Poster
in
Workshop: Workshop on Sparsity in LLMs (SLLM): Deep Dive into Mixture of Experts, Quantization, Hardware, and Inference
TASP: Preserving Training Dynamics in Transformers via NTK-Aware Structured Pruning
Mengting Ai · Tianxin Wei · Jingrui He
Structured pruning of large-scale Transformer models promises substantial efficiency gains by removing entire hidden units. However, such pruning often degrades accuracy more than unstructured pruning, necessitating compensation strategies such as supervised fine-tuning (SFT) or adapter modules (e.g., LoRA). In this paper, we introduce TASP (Neural Tangent Kernel-Aware Structured Pruning), a novel method that identifies and prunes low-saliency hidden units in Transformer.
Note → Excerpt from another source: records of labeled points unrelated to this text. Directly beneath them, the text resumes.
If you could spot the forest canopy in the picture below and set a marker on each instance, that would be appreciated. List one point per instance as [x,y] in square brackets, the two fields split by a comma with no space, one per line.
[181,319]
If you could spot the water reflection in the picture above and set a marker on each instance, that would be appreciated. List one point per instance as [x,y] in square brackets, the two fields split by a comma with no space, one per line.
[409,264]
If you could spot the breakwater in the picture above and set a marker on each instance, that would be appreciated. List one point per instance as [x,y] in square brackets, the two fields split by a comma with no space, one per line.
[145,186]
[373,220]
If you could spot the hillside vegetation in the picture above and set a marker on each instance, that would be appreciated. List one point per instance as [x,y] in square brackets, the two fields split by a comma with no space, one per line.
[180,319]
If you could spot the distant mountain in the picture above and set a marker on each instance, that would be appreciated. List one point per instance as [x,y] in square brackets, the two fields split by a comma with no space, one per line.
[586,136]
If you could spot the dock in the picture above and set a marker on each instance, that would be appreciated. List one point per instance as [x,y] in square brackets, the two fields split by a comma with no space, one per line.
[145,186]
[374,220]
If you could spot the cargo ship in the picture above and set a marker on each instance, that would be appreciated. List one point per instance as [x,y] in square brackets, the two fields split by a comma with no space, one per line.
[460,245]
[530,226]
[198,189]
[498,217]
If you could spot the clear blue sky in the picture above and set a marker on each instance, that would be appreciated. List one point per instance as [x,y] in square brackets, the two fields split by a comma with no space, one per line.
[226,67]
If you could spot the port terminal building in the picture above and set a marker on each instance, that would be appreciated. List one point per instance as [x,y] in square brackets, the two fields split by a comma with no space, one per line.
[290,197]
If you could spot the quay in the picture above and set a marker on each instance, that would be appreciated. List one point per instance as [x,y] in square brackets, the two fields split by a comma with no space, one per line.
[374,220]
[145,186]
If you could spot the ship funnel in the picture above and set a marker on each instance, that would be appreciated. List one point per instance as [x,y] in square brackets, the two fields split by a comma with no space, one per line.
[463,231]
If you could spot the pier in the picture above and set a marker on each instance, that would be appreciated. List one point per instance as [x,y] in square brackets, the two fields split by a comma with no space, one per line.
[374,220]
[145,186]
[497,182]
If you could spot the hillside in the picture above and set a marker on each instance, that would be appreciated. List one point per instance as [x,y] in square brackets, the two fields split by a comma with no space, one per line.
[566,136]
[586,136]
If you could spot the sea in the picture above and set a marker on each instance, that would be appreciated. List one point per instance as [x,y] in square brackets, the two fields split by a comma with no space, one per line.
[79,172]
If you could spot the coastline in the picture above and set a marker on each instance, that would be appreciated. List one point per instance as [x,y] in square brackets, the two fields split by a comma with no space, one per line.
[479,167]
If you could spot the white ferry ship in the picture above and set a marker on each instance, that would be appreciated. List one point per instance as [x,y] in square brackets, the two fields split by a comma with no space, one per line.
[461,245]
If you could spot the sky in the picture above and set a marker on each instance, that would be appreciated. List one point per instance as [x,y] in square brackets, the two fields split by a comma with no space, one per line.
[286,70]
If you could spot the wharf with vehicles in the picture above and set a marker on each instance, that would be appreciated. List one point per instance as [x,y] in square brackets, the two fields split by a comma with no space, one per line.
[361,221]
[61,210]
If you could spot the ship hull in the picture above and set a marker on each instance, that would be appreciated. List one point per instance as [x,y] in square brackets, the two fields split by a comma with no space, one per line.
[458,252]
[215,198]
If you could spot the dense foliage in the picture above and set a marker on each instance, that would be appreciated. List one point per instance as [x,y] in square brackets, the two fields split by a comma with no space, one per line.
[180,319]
Our approach computes a saliency score for each weight—as the product of the weight and its partial derivative with respect to the network output—and aggregates these scores to measure the contribution of each hidden unit. We prove, via a piecewise-linear bounding argument, that pruning units with minimal saliency preserves the network’s Neural Tangent Kernel (NTK) and, consequently, its training dynamics under Adam-based optimization. Empirical results on standard benchmarks confirm that TASP achieves significant model compression while maintaining training performance, offering a theoretically grounded and efficient pathway for Transformer model compression.